Visant le grand chelem des huit sièges, les démocrates ripostent face à Trump et aux républicains

Le tribunal annule les décisions inférieures et autorise le référendum… Réécriture du résumé sur le bulletin de vote ordonnée

Bouleversement majeur en vue pour les élections de 2028… Le seul élu républicain, Andy Harris, dans le viseur

Dans le cadre d'une lutte acharnée entre démocrates et républicains pour le contrôle de la Chambre des représentants des États-Unis en novembre prochain, les habitants du Maryland vont devoir se prononcer directement sur un amendement constitutionnel de l'État relatif au pouvoir de redécoupage électoral.

La Cour suprême du Maryland a statué jeudi dernier que l'amendement constitutionnel concernant le redécoupage électoral (Question 3), soutenu par les démocrates, devait être soumis au vote lors du référendum de novembre. Cette décision annule catégoriquement les jugements des tribunaux de première et deuxième instance qui bloquaient la mise au vote de cette mesure. La Cour suprême a toutefois ordonné que le résumé de l'amendement figurant sur les bulletins de vote soit réécrit de manière plus claire.

Cette décision est perçue comme une victoire bienvenue pour les démocrates, engagés dans une bataille pour contrer les initiatives de redécoupage électoral menées par Donald Trump et le Parti républicain. Ned Miller, stratège principal de « Fight Back MD », organisation qui mène la campagne en faveur de l'amendement, a déclaré : « La victoire devant les tribunaux n'est qu'une première étape. Nous déploierons tous nos efforts à travers l'État pour convaincre les électeurs et faire adopter la Question 3 en novembre face à Trump. »

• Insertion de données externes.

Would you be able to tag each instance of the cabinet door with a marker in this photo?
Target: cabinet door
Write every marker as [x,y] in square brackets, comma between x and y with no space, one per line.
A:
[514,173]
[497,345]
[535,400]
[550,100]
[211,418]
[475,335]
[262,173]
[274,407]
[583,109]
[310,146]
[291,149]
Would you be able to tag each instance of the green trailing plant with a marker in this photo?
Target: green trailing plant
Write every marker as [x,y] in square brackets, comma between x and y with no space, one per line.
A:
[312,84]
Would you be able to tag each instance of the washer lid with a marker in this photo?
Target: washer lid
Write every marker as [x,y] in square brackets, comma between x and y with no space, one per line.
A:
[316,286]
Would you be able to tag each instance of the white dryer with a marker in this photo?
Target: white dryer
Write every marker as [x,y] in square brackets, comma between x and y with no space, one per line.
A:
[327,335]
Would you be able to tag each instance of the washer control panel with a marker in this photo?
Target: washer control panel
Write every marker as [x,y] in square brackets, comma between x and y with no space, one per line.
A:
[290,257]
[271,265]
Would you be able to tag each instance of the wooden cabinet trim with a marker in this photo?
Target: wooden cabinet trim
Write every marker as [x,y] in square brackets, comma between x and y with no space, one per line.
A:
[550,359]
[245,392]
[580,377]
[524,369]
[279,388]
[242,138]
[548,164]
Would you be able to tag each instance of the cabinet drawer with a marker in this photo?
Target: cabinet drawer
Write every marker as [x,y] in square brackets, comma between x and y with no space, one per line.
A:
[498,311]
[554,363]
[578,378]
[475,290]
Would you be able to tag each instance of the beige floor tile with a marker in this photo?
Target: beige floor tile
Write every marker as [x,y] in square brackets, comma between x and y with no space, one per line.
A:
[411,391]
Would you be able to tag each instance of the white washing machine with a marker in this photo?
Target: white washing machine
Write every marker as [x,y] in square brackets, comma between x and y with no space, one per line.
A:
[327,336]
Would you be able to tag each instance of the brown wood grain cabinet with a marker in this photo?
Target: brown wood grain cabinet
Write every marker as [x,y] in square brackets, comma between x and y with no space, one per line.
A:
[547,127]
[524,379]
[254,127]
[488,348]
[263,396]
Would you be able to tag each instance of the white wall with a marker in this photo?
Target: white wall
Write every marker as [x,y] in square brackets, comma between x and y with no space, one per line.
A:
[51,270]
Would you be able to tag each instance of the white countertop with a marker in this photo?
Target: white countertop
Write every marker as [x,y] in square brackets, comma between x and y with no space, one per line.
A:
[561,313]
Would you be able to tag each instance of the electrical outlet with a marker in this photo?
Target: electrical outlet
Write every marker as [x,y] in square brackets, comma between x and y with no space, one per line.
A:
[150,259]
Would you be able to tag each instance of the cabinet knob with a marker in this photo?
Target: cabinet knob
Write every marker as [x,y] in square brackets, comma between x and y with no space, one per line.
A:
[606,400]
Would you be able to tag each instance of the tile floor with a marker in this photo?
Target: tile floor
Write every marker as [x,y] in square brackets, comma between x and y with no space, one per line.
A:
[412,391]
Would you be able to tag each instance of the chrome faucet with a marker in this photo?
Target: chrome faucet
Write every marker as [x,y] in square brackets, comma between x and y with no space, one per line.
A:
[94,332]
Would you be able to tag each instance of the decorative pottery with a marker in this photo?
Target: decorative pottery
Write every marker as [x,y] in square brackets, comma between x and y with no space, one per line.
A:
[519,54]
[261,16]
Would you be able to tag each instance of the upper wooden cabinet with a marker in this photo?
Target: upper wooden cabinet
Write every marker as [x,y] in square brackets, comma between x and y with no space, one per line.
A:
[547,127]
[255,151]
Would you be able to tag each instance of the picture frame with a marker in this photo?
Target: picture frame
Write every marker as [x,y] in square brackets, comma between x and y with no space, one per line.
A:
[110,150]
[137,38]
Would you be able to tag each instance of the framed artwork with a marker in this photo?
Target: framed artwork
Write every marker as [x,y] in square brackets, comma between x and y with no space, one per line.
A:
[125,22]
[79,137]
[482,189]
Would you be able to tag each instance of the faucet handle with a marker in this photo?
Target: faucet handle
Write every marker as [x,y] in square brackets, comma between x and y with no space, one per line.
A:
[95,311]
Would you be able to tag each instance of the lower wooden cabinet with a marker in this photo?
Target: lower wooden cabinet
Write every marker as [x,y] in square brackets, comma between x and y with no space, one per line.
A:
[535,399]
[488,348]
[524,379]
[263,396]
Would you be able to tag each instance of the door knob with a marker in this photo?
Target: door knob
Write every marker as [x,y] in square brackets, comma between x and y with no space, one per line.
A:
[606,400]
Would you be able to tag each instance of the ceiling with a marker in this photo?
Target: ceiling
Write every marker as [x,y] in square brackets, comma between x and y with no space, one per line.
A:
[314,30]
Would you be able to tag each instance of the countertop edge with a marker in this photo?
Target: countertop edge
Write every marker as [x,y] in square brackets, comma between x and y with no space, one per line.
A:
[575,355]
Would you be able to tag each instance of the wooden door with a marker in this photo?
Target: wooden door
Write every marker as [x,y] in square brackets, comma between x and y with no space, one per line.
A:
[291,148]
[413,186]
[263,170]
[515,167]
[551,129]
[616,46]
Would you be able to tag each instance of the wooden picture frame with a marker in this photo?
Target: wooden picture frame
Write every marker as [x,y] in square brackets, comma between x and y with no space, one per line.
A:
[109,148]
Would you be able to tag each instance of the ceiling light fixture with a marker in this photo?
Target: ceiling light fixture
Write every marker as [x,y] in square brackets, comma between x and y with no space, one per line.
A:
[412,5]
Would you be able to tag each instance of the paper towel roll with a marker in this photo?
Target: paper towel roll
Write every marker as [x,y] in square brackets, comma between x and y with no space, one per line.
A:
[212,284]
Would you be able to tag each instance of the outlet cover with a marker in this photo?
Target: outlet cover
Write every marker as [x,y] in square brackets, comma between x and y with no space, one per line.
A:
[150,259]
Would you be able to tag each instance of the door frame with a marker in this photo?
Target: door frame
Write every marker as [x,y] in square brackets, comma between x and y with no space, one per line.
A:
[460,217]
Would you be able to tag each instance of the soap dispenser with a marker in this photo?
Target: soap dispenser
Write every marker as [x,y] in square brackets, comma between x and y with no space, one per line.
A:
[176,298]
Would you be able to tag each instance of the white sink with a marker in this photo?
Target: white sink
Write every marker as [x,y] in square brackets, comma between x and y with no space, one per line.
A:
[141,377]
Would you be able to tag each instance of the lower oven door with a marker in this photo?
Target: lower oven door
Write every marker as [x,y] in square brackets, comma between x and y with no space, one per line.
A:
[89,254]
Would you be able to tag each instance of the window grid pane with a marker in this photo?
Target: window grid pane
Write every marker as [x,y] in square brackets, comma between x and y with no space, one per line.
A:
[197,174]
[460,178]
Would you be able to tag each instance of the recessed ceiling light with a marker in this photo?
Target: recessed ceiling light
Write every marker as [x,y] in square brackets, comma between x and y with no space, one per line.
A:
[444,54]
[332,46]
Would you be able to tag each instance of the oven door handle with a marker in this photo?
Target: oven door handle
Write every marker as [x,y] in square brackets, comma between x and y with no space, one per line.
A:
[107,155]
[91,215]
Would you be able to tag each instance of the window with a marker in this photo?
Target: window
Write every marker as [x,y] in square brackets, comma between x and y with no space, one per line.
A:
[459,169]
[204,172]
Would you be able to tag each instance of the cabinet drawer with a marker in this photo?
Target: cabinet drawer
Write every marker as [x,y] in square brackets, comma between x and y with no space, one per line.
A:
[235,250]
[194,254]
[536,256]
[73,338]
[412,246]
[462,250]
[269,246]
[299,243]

Actuellement, les démocrates détiennent 7 des 8 sièges attribués au Maryland à la Chambre des représentants des États-Unis. Même si cet amendement constitutionnel est adopté, il ne modifiera pas les circonscriptions pour les élections de mi-mandat de cette année. Toutefois, en cas d'approbation par les électeurs, les démocrates obtiendront la base légale nécessaire pour redessiner les circonscriptions afin de rafler la totalité des 8 sièges lors des élections législatives de 2028.

Le gouverneur démocrate du Maryland, Wes Moore, avait convoqué une session parlementaire extraordinaire en août dernier pour faire voter la soumission de cet amendement au référendum. L'enjeu central de cette réforme constitutionnelle est de neutraliser les fondements juridiques d'un jugement rendu en 2022, par lequel un tribunal avait déclaré inconstitutionnel le projet de redécoupage des démocrates en le qualifiant de « produit d'un charcutage électoral partisan extrême ».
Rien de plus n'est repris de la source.